Alors que nos vies se remplissent de véhicules électriques, de smartphones et de systèmes d’énergie renouvelable, nous avons besoin de batteries qui stockent davantage d’énergie, durent plus longtemps et sont plus sûres. Une voie prometteuse est celle des batteries lithium tout‑solide, qui remplacent les électrolytes liquides inflammables par des matériaux solides. Mais les meilleurs électrolytes solides actuels reposent souvent sur de grandes quantités de lithium, ce qui les rend coûteux et sensibles à l’humidité de l’air. Cette étude présente un type différent d’électrolyte solide qui utilise beaucoup moins de lithium tout en conservant un transport ionique rapide et une bonne stabilité, ouvrant la voie à des batteries haute énergie plus sûres et plus abordables.

Créer une voie rapide avec moins de lithium

Le cœur du travail est un nouvel électrolyte solide composé d’un mélange de sulfate de lithium et de chlorure de zirconium, noté 0.5Li2SO4–ZrCl4. Contrairement à de nombreux électrolytes solides existants qui contiennent beaucoup de lithium, ce matériau ne renferme que 2,4 pour cent de lithium en masse — environ la moitié du lithium présent dans les principaux électrolytes halogénures et sulfures.
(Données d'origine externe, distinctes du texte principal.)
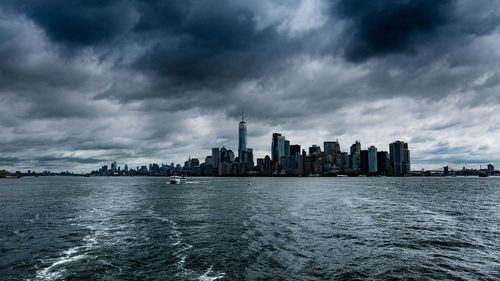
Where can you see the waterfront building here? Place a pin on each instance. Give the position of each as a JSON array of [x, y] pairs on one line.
[[277, 147], [242, 143], [346, 161], [332, 152], [363, 161], [383, 163], [286, 148], [355, 156], [372, 159], [294, 149], [215, 157], [314, 150], [491, 168], [399, 158]]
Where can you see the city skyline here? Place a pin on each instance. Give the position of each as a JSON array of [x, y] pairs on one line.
[[156, 81]]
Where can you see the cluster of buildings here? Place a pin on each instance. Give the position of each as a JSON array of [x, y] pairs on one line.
[[286, 159], [152, 170], [290, 160]]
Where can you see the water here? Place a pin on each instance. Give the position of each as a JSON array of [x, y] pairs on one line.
[[56, 228]]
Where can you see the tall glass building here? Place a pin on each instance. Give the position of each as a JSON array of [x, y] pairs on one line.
[[400, 158], [372, 159], [242, 144]]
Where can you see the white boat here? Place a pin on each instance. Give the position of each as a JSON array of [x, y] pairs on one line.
[[177, 180]]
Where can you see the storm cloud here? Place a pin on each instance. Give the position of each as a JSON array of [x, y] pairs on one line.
[[83, 83]]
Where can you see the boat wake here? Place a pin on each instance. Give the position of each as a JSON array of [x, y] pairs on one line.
[[182, 251]]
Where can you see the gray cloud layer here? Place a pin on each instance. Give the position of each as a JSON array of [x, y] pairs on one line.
[[88, 82]]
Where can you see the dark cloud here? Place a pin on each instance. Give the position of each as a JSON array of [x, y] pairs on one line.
[[384, 27], [81, 22]]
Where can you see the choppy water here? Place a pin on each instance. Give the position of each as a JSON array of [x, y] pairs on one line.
[[223, 229]]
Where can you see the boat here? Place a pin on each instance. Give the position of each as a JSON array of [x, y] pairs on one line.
[[177, 180], [483, 175]]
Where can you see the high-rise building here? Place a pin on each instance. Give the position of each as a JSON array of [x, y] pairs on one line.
[[314, 150], [242, 143], [372, 159], [286, 149], [277, 147], [363, 162], [294, 149], [383, 163], [400, 158], [215, 157], [274, 148], [249, 156], [355, 156]]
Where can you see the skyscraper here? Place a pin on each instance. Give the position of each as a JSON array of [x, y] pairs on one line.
[[400, 158], [372, 159], [355, 156], [215, 157], [277, 147], [294, 149], [242, 144]]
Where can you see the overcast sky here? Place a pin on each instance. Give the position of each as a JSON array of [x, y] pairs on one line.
[[83, 83]]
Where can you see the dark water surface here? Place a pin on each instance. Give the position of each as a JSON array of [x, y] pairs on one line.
[[58, 228]]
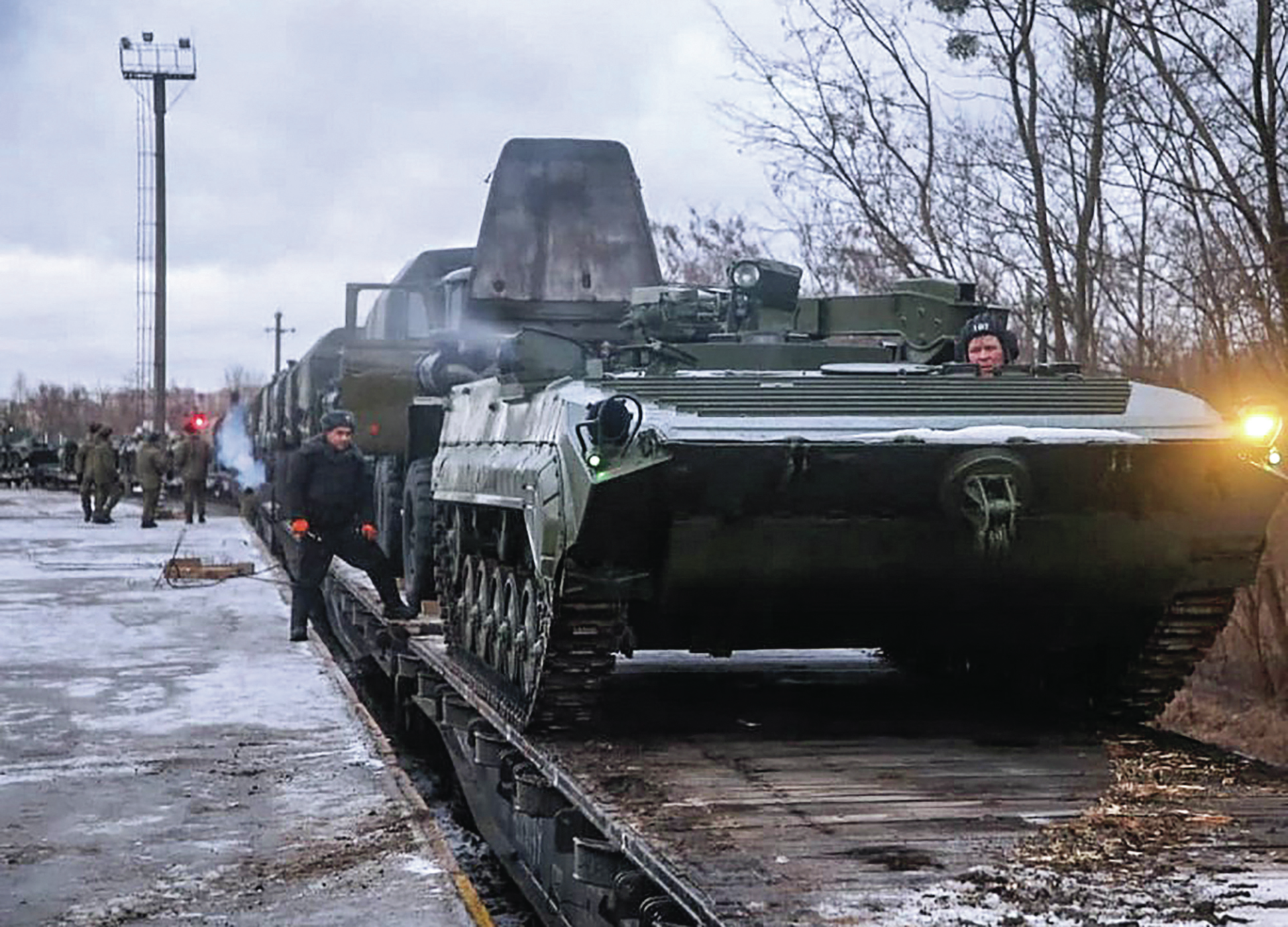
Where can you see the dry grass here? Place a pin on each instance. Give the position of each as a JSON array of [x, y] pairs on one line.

Et pourtant, il conduit les ions lithium très rapidement : à température ambiante, sa conductivité ionique atteint 1,5 millisiemens par centimètre, comparable aux meilleurs conducteurs halogénures qui utilisent beaucoup plus de lithium. Cela est obtenu en combinant deux types de blocs anioniques (groupes à base de chlorure et de sulfate) dans un solide désordonné unique, obtenu simplement par broyage des poudres de départ courantes.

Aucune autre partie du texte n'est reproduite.